La preuve ? Le 31 mai, toute honte bue, le même Walid Al Moallem a effectué à Bagdad une visite inattendue, au cours de laquelle il a supplié les autorités irakiennes de « servir d’intermédiaires avec les Américains dans la recherche d’une solution à la crise en Syrie ». Au cours d’un entretien avec le chef du gouvernement irakien, Nouri Al Maliki, il a affirmé que, « en échange d’un allègement des pressions internationales qui s’exerçaient sur elle, la Syrie s’engagerait à mettre en œuvre des réformes ». Il attendait de son interlocuteur qu’il lui « fasse connaître les réforme dont l’Occident attendait l’application et lui indique d’où elle devait se lancer dans cette entreprise ».

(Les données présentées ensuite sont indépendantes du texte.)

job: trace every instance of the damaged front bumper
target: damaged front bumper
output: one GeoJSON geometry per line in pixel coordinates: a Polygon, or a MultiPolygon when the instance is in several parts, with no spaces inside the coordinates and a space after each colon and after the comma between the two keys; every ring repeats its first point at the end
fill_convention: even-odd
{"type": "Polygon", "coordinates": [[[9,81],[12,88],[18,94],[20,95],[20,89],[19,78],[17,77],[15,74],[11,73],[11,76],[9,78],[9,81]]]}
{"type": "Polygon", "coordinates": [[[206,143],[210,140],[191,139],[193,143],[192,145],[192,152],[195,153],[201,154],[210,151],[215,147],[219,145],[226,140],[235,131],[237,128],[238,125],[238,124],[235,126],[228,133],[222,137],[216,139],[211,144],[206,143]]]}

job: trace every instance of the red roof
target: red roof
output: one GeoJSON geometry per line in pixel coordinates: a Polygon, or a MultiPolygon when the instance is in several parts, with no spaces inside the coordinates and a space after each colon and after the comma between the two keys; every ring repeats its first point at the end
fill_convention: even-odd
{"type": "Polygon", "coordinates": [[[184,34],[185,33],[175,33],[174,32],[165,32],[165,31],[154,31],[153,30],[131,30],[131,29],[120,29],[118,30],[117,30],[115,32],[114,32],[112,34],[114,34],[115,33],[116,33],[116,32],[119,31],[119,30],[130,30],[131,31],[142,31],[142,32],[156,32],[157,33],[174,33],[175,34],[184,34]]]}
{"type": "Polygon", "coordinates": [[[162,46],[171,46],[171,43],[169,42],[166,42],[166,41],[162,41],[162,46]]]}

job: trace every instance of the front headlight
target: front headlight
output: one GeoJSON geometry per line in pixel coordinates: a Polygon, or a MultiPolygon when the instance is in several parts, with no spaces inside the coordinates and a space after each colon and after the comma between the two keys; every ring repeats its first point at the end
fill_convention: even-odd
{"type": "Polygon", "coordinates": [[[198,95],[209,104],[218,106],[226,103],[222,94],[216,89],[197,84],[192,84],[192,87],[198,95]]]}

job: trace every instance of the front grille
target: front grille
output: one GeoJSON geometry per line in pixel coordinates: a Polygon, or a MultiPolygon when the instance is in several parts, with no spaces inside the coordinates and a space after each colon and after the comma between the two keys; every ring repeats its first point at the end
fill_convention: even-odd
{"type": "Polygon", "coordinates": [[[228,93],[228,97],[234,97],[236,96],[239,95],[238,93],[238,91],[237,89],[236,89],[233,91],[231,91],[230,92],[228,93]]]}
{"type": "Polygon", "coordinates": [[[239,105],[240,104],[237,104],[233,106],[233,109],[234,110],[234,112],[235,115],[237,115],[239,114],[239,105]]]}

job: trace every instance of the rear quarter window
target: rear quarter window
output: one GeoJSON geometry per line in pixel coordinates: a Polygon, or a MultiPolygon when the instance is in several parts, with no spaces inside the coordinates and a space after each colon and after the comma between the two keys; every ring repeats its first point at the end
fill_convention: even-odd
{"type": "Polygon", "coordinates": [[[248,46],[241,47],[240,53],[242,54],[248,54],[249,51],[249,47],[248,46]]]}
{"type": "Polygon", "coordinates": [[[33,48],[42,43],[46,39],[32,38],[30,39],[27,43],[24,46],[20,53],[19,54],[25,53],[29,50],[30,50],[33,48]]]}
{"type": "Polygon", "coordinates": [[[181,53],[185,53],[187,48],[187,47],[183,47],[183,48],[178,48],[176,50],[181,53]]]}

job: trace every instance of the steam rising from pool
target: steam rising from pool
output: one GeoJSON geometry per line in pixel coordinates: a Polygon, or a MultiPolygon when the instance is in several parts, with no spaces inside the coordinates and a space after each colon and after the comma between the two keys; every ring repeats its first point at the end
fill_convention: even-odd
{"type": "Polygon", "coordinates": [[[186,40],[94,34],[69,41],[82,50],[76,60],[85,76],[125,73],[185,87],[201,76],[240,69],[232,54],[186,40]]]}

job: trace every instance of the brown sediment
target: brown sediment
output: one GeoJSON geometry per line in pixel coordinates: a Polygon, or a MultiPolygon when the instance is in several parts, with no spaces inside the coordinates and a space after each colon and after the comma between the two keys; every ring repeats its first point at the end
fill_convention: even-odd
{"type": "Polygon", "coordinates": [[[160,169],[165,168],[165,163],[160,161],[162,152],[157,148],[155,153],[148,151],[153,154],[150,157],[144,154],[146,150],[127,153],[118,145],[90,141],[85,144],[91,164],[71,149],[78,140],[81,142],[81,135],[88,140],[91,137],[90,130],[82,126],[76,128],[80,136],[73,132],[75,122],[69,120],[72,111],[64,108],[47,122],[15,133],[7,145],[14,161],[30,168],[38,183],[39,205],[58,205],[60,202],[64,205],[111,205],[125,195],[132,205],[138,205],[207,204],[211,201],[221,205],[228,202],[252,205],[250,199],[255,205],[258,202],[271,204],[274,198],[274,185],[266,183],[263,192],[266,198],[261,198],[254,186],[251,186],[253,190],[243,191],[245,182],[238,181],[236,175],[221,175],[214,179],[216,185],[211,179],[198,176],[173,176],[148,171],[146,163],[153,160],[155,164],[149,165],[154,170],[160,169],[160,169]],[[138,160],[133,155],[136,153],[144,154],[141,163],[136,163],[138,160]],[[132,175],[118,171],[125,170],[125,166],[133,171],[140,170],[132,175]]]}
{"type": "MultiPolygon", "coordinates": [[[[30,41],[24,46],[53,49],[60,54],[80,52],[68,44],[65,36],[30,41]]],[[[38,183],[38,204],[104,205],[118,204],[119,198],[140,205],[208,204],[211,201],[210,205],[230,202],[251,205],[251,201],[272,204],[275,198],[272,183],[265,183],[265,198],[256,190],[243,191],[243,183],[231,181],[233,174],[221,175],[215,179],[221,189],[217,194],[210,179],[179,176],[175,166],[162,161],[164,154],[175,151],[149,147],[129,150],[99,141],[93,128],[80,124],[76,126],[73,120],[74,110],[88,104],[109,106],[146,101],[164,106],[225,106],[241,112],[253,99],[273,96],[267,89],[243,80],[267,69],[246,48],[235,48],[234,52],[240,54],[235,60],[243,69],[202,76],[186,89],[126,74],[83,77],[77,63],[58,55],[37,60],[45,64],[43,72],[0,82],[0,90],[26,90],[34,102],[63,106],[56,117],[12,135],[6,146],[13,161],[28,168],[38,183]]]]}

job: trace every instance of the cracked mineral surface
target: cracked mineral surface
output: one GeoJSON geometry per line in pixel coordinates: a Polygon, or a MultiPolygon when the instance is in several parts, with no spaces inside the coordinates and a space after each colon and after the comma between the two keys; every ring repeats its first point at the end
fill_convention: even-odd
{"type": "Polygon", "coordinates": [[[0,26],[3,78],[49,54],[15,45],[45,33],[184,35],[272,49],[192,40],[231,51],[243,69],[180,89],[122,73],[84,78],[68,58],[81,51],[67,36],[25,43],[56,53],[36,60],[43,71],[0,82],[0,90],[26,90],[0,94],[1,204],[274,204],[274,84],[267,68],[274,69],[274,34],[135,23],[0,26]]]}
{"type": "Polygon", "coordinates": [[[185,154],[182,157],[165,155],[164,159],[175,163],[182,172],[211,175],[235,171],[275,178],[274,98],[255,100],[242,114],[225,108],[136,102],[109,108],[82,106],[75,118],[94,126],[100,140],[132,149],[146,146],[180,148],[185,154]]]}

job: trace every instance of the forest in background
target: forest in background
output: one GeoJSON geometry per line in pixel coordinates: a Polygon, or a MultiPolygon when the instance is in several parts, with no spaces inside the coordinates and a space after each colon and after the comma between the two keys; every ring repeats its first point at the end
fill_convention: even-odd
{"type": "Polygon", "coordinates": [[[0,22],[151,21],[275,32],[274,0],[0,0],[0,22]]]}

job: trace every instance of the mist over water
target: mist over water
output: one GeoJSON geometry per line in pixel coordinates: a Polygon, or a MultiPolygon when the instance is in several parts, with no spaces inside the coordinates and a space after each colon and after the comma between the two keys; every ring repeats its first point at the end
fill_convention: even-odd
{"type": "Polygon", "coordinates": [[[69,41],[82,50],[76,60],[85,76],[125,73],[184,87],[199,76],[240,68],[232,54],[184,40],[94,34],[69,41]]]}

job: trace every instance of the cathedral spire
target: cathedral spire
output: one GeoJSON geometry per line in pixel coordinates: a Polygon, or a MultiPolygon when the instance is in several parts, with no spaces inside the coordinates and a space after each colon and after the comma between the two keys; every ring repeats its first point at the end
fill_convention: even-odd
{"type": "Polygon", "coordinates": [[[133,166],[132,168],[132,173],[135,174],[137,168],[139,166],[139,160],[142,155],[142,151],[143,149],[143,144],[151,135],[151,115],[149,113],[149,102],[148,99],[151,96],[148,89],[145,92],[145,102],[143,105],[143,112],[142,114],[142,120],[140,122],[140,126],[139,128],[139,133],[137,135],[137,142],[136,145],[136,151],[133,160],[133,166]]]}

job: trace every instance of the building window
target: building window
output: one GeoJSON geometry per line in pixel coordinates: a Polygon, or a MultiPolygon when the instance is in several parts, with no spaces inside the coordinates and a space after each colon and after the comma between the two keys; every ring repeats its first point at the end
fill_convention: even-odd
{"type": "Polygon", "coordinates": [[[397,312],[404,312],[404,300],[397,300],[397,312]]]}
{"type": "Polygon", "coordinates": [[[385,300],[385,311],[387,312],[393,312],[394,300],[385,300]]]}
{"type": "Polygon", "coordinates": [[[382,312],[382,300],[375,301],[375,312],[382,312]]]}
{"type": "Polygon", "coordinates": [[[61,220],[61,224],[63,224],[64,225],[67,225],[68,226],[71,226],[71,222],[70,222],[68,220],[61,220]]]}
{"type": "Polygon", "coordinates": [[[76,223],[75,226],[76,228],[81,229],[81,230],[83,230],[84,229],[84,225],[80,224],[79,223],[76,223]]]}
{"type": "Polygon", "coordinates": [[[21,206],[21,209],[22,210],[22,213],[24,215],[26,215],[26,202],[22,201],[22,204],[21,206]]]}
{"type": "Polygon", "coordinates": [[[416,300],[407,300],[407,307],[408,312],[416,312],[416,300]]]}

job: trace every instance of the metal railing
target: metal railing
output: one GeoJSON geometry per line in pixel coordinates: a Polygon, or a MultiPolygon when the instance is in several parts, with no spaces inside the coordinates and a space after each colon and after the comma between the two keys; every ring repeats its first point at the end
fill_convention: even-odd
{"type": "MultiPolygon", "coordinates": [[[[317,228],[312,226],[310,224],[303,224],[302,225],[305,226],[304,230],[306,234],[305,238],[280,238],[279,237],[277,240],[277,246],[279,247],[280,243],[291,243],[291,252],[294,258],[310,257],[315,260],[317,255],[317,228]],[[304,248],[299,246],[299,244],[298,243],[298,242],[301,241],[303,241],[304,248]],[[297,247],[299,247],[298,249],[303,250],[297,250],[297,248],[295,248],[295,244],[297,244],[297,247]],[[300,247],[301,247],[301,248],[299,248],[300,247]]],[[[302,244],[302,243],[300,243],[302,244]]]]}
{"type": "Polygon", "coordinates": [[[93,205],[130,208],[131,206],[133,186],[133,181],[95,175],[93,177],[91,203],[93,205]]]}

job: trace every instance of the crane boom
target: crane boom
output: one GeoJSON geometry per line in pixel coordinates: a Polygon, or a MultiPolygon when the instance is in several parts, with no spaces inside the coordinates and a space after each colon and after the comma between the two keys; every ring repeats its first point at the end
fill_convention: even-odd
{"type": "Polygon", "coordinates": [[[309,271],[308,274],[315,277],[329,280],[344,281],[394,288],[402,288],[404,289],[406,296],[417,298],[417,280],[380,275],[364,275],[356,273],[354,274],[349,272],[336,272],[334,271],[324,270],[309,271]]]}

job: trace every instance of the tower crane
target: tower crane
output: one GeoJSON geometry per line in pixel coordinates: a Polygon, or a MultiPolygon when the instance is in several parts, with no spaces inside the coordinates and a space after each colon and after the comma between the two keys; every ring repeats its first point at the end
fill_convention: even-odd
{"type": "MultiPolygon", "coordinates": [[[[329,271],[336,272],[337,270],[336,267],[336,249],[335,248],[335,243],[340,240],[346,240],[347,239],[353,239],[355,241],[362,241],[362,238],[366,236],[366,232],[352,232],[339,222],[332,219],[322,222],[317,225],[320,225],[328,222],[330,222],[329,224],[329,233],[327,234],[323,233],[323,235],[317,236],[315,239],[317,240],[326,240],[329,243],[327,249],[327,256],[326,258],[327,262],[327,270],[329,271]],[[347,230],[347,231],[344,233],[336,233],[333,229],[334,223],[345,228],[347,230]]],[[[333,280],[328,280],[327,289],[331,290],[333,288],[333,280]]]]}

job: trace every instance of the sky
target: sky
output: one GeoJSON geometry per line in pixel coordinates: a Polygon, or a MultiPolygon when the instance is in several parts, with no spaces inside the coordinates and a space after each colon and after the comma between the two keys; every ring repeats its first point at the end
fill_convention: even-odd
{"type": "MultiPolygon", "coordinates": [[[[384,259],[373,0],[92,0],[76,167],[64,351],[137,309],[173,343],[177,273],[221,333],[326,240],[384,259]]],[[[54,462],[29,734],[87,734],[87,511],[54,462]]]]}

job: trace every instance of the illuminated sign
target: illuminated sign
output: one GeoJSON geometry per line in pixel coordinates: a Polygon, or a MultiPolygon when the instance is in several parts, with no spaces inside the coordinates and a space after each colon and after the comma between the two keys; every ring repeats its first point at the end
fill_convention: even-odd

Une telle demande est à tout le moins paradoxale. Est-ce aux Américains et aux autres de dire ce que doit faire le régime syrien, comment il doit procéder et par où il doit commencer ? S’il acceptait de sortir de sa cécité et de prêter l’oreille à sa population, au lieu d’accuser de comploter contre lui ceux qui s’indignent d’un comportement « d’une horreur encore jamais vue », selon l’expression de Human Rights Watch, cela fait longtemps qu’il saurait ce que veulent les Syriens qui descendent chaque jour dans les rues, aux quatre coins du pays : la suppression définitive et non la transformation de l’état d’urgence ; la mise au pas des services de renseignements dont le comportement contribue à l’insécurité et à la division de la société syrienne ; la reconnaissance des droits des individus et des différentes communautés qui composent le pays ; l’autorisation de créer des partis politiques, des syndicats autonomes, des associations indépendantes ; la possibilité de tenir des élections libres et de disposer de médias indépendants ; la lutte contre la corruption et les passe-droits qui commence par la tête du régime et ne s’attaque pas aux plus démunis… Autrement dit, la transformation de « l’Etat de barbarie » en un véritable état de droit.